Design Assurance Engineer
Scanlan International, Inc., Minneapolis, MN, United States
Scanlan International, Inc., is a medical device company specializing in the highest-quality surgical instruments. Now in our fourth generation, the Scanlan family continues its dedication to providing the best surgical instrumentation available anywhere in the world. We are seeking a Design Assurance Engineer to join our organization and continue this commitment.
What You'll Do
The Design Assurance Engineer is part of the product design and development team and ensures quality and regulatory compliance throughout the medical device lifecycle for class I and II reusable surgical instruments and disposable medical devices and supports the implementation and management of the digital requirements management system.
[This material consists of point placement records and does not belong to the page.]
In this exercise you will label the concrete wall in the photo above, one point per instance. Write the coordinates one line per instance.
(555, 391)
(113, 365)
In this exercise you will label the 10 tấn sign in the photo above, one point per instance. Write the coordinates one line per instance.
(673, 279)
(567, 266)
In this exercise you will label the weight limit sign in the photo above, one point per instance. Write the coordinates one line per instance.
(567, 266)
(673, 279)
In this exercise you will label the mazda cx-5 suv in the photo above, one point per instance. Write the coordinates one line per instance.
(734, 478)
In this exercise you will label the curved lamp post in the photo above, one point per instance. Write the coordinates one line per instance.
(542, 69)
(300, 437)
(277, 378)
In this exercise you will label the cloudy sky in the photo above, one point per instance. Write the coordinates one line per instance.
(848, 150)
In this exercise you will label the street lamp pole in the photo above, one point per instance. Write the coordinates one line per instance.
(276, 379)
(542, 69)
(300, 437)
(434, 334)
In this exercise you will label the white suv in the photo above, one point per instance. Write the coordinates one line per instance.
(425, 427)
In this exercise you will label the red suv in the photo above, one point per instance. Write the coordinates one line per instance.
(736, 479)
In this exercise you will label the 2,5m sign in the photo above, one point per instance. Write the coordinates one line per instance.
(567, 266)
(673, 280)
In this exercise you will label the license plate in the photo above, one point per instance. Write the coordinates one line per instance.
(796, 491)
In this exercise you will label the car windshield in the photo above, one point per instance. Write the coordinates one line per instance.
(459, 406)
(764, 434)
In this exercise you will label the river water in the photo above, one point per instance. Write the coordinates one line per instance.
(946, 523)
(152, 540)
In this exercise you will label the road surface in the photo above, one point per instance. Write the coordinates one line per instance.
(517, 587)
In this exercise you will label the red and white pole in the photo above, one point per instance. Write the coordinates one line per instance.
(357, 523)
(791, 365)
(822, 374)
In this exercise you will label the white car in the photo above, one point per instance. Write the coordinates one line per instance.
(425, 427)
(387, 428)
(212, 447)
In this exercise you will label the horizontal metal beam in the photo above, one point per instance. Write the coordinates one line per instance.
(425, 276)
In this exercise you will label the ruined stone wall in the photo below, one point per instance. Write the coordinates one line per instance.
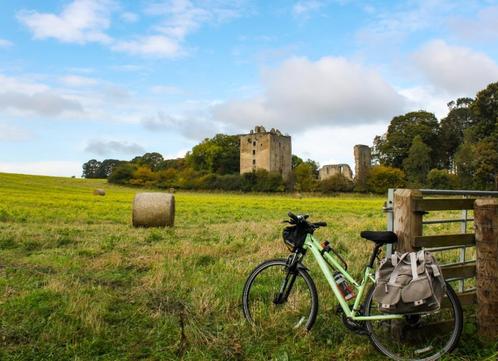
(363, 162)
(271, 151)
(330, 170)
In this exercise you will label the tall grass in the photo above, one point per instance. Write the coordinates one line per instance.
(79, 283)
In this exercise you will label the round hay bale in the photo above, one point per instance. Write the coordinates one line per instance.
(153, 210)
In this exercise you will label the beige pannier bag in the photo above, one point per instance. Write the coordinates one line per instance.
(409, 282)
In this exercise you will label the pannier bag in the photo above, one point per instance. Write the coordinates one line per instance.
(409, 282)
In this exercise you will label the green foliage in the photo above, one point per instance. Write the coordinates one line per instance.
(154, 161)
(121, 293)
(442, 179)
(417, 164)
(452, 129)
(392, 148)
(380, 178)
(122, 174)
(91, 169)
(336, 183)
(220, 154)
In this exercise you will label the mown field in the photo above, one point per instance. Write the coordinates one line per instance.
(77, 282)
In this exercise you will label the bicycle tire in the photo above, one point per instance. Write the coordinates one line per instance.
(456, 311)
(302, 274)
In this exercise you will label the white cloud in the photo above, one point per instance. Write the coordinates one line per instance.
(52, 168)
(194, 127)
(42, 103)
(154, 45)
(81, 21)
(333, 145)
(304, 7)
(10, 133)
(113, 147)
(456, 70)
(302, 94)
(166, 90)
(5, 43)
(24, 96)
(77, 81)
(129, 17)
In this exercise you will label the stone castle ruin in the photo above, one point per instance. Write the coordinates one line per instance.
(271, 151)
(330, 170)
(363, 162)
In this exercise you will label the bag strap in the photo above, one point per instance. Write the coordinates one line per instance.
(413, 264)
(395, 272)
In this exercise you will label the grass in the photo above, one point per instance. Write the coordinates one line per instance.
(79, 283)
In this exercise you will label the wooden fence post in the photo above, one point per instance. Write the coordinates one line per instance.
(486, 228)
(407, 222)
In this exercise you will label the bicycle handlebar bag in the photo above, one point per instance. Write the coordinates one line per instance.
(409, 282)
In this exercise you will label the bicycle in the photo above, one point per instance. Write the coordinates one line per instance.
(281, 291)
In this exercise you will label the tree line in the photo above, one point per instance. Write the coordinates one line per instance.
(460, 151)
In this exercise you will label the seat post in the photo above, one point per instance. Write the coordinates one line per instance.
(374, 254)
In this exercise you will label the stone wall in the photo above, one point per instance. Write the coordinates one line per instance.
(271, 151)
(363, 162)
(330, 170)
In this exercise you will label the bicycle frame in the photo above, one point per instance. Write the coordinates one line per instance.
(312, 244)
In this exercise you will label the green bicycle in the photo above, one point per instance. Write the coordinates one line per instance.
(281, 293)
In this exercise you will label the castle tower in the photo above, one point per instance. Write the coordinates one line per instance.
(271, 151)
(363, 163)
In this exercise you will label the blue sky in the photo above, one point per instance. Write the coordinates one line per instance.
(82, 79)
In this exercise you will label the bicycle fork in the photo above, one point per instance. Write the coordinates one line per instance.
(288, 282)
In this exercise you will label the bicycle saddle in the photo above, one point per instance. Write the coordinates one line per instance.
(383, 237)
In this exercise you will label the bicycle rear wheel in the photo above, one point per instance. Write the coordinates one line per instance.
(273, 296)
(418, 336)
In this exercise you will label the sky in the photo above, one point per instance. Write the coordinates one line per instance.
(83, 79)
This position reports to the Director of R&D Engineering.
40% Lead Design Assurance For Representation & Compliance
Represent product quality and compliance in new product development and sustaining engineering projects.
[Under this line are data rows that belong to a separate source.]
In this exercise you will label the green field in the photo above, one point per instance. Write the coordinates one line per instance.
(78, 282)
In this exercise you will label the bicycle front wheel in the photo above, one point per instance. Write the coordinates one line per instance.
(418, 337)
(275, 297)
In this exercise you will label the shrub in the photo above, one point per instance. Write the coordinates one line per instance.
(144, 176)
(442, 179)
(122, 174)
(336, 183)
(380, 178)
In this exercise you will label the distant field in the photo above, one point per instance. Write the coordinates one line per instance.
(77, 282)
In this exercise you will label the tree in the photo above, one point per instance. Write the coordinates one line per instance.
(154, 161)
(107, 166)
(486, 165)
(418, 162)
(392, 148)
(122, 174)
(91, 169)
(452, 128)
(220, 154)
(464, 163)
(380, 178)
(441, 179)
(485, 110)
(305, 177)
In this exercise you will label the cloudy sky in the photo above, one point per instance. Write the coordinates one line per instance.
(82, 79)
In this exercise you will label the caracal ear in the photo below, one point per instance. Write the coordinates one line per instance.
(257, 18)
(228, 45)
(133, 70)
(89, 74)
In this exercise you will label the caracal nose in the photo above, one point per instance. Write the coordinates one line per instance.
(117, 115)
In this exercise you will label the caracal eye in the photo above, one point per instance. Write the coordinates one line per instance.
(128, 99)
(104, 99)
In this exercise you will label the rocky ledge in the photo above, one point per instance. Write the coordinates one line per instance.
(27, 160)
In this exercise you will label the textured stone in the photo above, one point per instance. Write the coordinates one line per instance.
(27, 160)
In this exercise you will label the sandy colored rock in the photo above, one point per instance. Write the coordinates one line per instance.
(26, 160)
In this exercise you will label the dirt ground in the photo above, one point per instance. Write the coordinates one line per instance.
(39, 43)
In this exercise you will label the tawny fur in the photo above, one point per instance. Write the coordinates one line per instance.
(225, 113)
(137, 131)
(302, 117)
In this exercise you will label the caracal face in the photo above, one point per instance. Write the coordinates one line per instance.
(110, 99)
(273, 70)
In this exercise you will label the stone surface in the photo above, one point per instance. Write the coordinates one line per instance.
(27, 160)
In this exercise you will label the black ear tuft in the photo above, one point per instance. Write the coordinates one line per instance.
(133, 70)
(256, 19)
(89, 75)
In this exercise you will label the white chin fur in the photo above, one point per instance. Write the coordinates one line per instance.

Ensure design and process controls meet regulatory and customer requirements.
Implement medical device requirements management software (Jama) to organize and effectively manage the company’s design and development files.
Create and update controlled documents (QSPs, specifications, methods) within the Quality Management System.
30% Product Testing
Develop and execute implementation, inspection, and test plans for design transfer.
Support R&D with verification/validation protocols, specifications, and reliability testing.
Lead risk management activities (FMEA, hazard analysis, FTA, statistical analysis).
Participate in design reviews and change control processes.
20% Technical Guidance & Design Principles
Provide technical guidance on product quality attributes.
Apply Design-to-Cost and Design-for-Manufacturability principles.
The Experience, Skills and Abilities Required
Bachelor of Science in Mechanical Engineering or Biomedical Engineering
Minimum of 3+ years design assurance or product development.
Understanding of ISO 13485 and FDA 21 CFR 820 compliance.
Experience with full design lifecycle and phase-gate processes.
Understanding of FMEAs, DOEs and Risk Assessment methods
Strong written and verbal skills for documentation, presentations, and team alignment.
Problem‑Solving & Critical Thinking: Analytical skills to identify gaps, assess risks, and draw conclusions.
High degree of accuracy in documentation and reviews.
Working effectively in cross‑functional teams (design, manufacturing, regulatory).
Preferred Experience, Skills and Abilities
Experience in medical devices
Jama Connect requirements management software
Minitab statistical analysis software
Knowledge of quality methodologies (Six Sigma, DFSS, DMAIC).
Project Management, time management, prioritization, and execution.
Leadership, mentoring, and fostering a quality culture.
This position is based out of our corporate office, south of downtown St. Paul. We welcome an on‑site work environment Monday through Friday.
Compensation
We are committed to equitable and transparent pay practices. The salary range for this position is $72,100 - $115,300, representing the minimum and maximum of our compensation structure. Starting pay will typically fall between these values and is determined based on factors such as relevant experience, skills, and internal equity. Offers near the higher end of the range are reserved for candidates with exceptional qualifications.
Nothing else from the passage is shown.